Si el Jumanji original suponía que cada movimiento traía una parte de la selva al mundo real, la historia esta vez transcurre integramente en el mundo del juego. Quizá una decisión tomada de cara a que la película sea lo más espectacular posible, pero que también sirve para disfrutar un poco de una escenografía muy variada, especialmente cuando los personajes tienen que moverse por zonas pobladas. Que una selva sea impresionante y llena de peligros era de esperar, pero también pueden verse, aunque por desgracia, durante poco tiempo y a modo de decorado, personajes de lo más variopintos moviéndose por una de las ciudades que componen el juego.

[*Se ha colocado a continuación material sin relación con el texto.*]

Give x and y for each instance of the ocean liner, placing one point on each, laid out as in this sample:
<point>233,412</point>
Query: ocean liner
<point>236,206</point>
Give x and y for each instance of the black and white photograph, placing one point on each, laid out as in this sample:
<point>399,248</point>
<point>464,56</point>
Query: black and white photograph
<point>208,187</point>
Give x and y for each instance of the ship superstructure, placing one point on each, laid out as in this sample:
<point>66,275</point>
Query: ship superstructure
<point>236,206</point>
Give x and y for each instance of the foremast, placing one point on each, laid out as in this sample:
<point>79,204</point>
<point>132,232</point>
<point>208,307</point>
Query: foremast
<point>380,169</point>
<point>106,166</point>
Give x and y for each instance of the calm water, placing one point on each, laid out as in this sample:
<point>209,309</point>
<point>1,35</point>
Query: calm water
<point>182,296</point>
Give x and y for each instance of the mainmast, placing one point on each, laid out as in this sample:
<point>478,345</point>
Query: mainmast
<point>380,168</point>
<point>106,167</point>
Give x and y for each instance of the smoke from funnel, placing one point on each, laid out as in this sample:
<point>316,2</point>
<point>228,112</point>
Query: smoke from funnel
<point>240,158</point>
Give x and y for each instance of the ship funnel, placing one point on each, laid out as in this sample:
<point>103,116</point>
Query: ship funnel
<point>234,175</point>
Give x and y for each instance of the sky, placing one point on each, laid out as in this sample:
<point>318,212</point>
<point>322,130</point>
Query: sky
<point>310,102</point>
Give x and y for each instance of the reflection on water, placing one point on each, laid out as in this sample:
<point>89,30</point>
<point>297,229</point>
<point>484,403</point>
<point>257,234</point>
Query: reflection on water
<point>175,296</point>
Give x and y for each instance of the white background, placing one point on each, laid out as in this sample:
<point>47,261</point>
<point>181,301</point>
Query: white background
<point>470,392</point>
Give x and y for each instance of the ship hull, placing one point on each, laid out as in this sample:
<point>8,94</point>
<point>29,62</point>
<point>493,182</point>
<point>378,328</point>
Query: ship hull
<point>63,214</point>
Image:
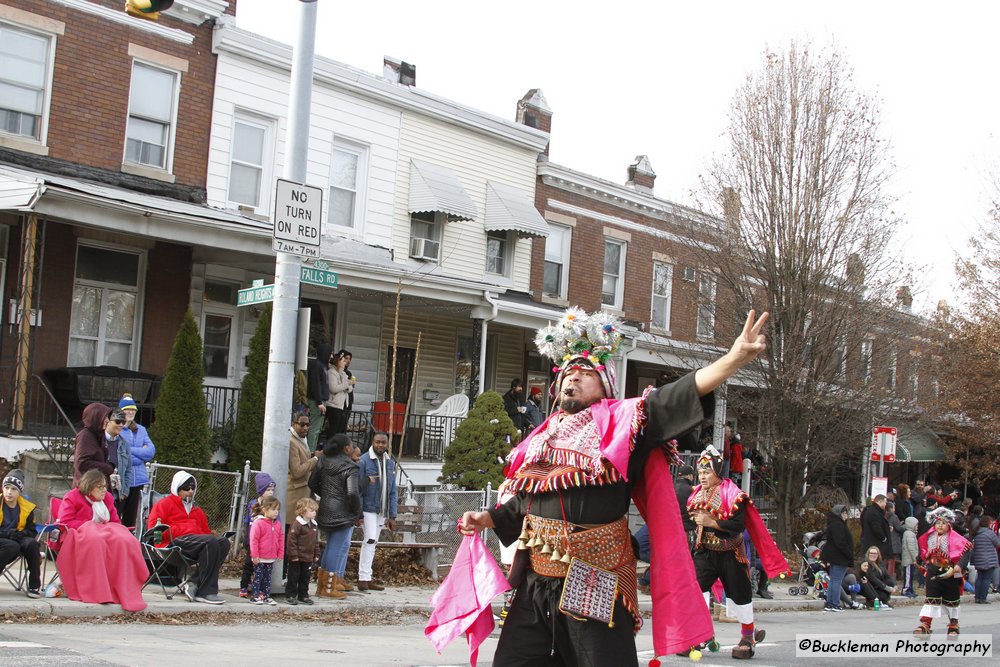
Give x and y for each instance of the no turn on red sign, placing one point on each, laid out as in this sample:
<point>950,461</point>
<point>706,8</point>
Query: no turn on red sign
<point>884,443</point>
<point>298,216</point>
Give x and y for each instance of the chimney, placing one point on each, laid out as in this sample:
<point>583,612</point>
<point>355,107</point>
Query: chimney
<point>533,110</point>
<point>904,299</point>
<point>397,71</point>
<point>855,269</point>
<point>731,206</point>
<point>641,175</point>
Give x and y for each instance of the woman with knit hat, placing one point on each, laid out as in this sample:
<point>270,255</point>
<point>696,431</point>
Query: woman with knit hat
<point>143,450</point>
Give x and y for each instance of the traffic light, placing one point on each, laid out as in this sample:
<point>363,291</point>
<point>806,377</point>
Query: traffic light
<point>147,9</point>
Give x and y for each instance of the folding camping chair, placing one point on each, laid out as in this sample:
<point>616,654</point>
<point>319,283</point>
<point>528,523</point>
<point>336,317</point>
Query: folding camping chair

Uno de los elementos que sí conservaron, y que en realidad hicieron de Jumanji una historia memorable, fue el trasfondo con el que esta contaba. Si el personaje de Robin Williams se basaba principalmente en aceptar las responsabilidades, en este caso, los nuevos protagonistas cuentan con una serie de defectos o miedos que sus versiones en el videojuego son una forma de superar. No es que esto se trate de una compleja enseñanza moral, sino que más bien se muestra de una forma bastante simple y adecuada al tono de historia de aventuras que en todo momento mantiene la película, mediante una forma muy sencilla: los más apocados son encarnados por The Rock y Karen Gillan, mientras que los más brillantes cuentan con unas versiones más cómicas y patosas como pueden ser Kevin Hart y Jack Black. Este último, uno de los más divertidos, siendo capaz de cogerle el punto a cómo se comportaría una niña de 14 años. Se echa en falta, en este caso, un poco más de trasfondo que la primera, aún sin mostrar por completo el mundo en que se desarrollaba, sí supo aprovechar: entonces, Van Pelt, el antagonista, era interpretado por el mismo actor que encarnaba al padre del protagonista. Ahora la idea del personaje se conserva como tal, pero limitado a un papel de malo genérico sin más aportación.

Con tantos años entre el Jumanji original y su secuela oficial, era fácil desconfiar de lo que podría salir. Pero por suerte, la película funciona bien aportando sus propias novedades y sin tener que seguir sin innovar el formato de la primera parte.